He managed to prepare small single crystals and, with remarkable perseverance, convinced his colleagues at Bell Telephone Laboratories to test transistors fabricated from them. The results were dramatic improvements in transistor stability and reproducibility. Gordon Teal was born January 10, 1907, in Dallas, Texas. He graduated from high school with the highest scholastic average in Dallas and went on to earn a bachelor’s degree in physics and chemistry from Baylor University and a doctorate in physical chemistry from Brown University.

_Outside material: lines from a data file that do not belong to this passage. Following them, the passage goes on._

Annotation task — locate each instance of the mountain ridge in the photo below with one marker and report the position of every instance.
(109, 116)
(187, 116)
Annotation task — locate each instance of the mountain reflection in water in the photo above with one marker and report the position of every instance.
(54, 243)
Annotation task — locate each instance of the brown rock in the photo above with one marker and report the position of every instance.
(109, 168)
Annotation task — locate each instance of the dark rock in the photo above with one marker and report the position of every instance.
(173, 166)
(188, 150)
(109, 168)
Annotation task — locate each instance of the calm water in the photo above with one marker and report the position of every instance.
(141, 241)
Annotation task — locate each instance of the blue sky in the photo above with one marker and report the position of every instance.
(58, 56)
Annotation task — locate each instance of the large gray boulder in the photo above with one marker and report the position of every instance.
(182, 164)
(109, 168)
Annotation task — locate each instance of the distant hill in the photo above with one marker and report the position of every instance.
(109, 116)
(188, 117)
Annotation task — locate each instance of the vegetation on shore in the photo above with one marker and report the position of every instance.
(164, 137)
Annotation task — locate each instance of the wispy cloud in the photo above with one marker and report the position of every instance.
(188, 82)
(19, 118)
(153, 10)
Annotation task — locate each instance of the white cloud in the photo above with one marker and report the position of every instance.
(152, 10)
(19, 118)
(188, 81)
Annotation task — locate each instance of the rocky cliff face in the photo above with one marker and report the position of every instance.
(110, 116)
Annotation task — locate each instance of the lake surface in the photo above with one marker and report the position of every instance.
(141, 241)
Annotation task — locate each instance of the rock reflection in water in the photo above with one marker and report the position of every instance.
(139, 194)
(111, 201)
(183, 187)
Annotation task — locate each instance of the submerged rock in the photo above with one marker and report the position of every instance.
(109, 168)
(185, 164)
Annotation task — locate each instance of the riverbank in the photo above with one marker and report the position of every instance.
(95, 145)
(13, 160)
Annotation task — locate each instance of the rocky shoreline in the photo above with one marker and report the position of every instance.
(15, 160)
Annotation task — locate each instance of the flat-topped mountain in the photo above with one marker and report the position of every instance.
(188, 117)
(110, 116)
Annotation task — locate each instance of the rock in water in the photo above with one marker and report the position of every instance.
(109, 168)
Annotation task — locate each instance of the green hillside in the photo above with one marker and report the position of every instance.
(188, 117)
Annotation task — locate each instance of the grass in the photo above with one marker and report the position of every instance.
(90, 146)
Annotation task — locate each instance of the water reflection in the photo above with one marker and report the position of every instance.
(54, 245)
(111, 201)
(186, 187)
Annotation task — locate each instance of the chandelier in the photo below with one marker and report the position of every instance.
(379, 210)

While a student at Brown, Gordon studied germanium, an exotic material that fascinated him, partly because of its “uselessness.” In 1930, he joined Bell Telephone Laboratories, where his early assignment involved materials for television components, and, during World War II, high-performance rectifiers for radar systems. Working near the transistor development group at Bell Labs, Gordon soon recognized the significance of the transistor, which would also give him an opportunity to work with his favorite element, germanium. Initially his appeals for using single crystals of germanium for transistor fabrication were met with little interest.
Eventually, however, he convinced his supervisors to allow him to work on the growth of single crystals, but only after normal working hours. Because of a shortage of laboratory space, Gordon and his colleague, John Little, had to mount their crystal-growing equipment on wheels so it could be rolled into a closet when they finished their experiments each night. Crystals grown in the Teal-Little “puller” dramatically improved electronic properties in comparison with conventional polycrystalline crystals.

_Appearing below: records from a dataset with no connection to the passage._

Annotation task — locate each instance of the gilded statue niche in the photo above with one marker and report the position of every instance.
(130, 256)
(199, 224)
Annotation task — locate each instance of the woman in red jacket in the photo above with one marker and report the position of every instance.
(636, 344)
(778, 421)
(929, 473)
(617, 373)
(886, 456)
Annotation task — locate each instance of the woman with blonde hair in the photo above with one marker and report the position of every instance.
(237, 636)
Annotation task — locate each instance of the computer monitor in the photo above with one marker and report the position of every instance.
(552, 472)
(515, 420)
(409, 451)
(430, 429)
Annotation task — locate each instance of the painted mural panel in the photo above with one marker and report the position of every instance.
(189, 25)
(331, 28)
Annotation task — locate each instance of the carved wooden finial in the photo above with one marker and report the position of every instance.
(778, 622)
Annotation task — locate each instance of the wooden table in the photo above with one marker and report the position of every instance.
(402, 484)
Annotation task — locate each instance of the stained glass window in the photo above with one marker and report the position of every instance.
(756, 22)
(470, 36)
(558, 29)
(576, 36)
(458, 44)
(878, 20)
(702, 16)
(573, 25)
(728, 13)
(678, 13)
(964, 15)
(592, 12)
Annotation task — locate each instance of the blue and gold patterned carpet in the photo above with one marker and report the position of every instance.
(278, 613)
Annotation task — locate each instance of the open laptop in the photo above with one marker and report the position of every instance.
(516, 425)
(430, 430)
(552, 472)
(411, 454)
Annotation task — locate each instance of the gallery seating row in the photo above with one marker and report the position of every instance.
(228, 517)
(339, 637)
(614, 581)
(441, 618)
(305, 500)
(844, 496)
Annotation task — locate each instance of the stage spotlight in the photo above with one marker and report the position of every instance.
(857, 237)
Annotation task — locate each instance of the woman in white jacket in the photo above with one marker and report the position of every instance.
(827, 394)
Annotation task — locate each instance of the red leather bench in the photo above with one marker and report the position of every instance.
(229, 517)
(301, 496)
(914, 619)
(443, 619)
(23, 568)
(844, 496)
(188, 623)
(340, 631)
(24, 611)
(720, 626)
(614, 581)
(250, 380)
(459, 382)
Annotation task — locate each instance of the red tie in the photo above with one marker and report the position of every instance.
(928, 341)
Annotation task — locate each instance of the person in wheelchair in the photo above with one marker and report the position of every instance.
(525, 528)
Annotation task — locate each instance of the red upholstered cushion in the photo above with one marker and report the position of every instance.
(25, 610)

The absence of grain boundaries decreased the trapping of charge carriers, and the single-crystal growth process itself further purified the germanium. After the demonstration of enhanced performance and reproducibility in transistors fabricated from single crystals, Bell Labs established an entire group devoted to growing semiconductor crystals. Gordon and another colleague, Morgan Sparks, later developed the double-doping technique that led to the creation of the junction transistor. In 1952, Gordon returned to Texas as director of the first research department at Texas Instruments (TI), where he assembled a group of talented scientists and engineers to work toward the development of silicon transistors.
At the time it was generally recognized throughout the infant semiconductor industry that silicon would be a superior material to germanium for transistors. Unfortunately, silicon crystals were difficult to grow, but Gordon’s perseverance paid off again, and the group succeeded in producing them. Gordon announced the breakthrough at the 1954 meeting of the Institute of Radio Engineers in Dayton, Ohio, where he demonstrated the superior temperature tolerance of silicon transistors by dunking the amplifier of a record player in hot oil.

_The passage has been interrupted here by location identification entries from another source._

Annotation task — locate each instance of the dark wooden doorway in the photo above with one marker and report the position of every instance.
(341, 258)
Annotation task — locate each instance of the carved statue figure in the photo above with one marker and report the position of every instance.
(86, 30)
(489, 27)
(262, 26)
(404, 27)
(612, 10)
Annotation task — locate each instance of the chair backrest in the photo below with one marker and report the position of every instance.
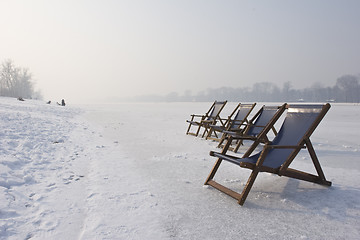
(216, 109)
(263, 118)
(241, 115)
(300, 122)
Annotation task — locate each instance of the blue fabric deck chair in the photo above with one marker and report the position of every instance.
(275, 157)
(238, 123)
(210, 117)
(266, 115)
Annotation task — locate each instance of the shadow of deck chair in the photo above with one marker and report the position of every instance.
(294, 135)
(238, 123)
(210, 117)
(265, 116)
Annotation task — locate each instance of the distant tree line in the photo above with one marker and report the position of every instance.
(16, 81)
(346, 89)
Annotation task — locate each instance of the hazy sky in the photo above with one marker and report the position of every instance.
(91, 49)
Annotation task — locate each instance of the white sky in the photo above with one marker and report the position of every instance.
(95, 49)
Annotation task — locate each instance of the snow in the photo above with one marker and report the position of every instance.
(129, 171)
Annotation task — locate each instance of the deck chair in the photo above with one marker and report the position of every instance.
(294, 135)
(262, 118)
(239, 122)
(210, 117)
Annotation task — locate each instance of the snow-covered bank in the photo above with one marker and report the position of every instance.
(128, 171)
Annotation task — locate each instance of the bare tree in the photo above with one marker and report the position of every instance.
(15, 81)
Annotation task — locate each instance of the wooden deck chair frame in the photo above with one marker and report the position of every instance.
(236, 124)
(210, 117)
(283, 170)
(257, 122)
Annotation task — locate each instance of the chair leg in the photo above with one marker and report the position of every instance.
(315, 160)
(248, 186)
(218, 162)
(187, 132)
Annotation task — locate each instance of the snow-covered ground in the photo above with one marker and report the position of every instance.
(128, 171)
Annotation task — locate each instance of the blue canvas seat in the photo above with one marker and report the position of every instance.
(210, 117)
(276, 156)
(239, 122)
(265, 116)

The commercial silicon transistor was a milestone in the growth of TI and the semiconductor industry. In 1965 Gordon took a two-year leave of absence from TI to become the first director of the Institute of Materials Research in the National Bureau of Standards. Afterwards he returned to TI and served as vice president and chief scientist for corporate development until his retirement in 1972. Gordon received many awards and honors for his accomplishments. The Patent, Trademark, and Copyright Institute named him Inventor of the Year for 1966.
Two years later, he received the IEEE Medal of Honor, and a year after that, in 1969, he was elected to the National Academy of Engineering “For essential contributions to the development of the semiconductor and electronic industries.” The American Chemical Society honored him with its Award for Creative Invention in 1970, and in 1984, he received the IEEE Centennial Award. Gordon met his future wife, Lyda Louise Smith, while he was an undergraduate at Baylor, and they were married in New York in 1931.
Gordon and Lyda had three sons, Robert, Donald, and Stephen. The Teals were active in civic and cultural organizations. Gordon was on the board of directors of the Dallas Museum of Contemporary Art and the Texas Fine Arts Association. His family remembers him for his devotion to them, his loyalty to friends, and his kindness and sense of humor. The world of electronics will remember him for his pioneering contributions to the growth of the semiconductor industry.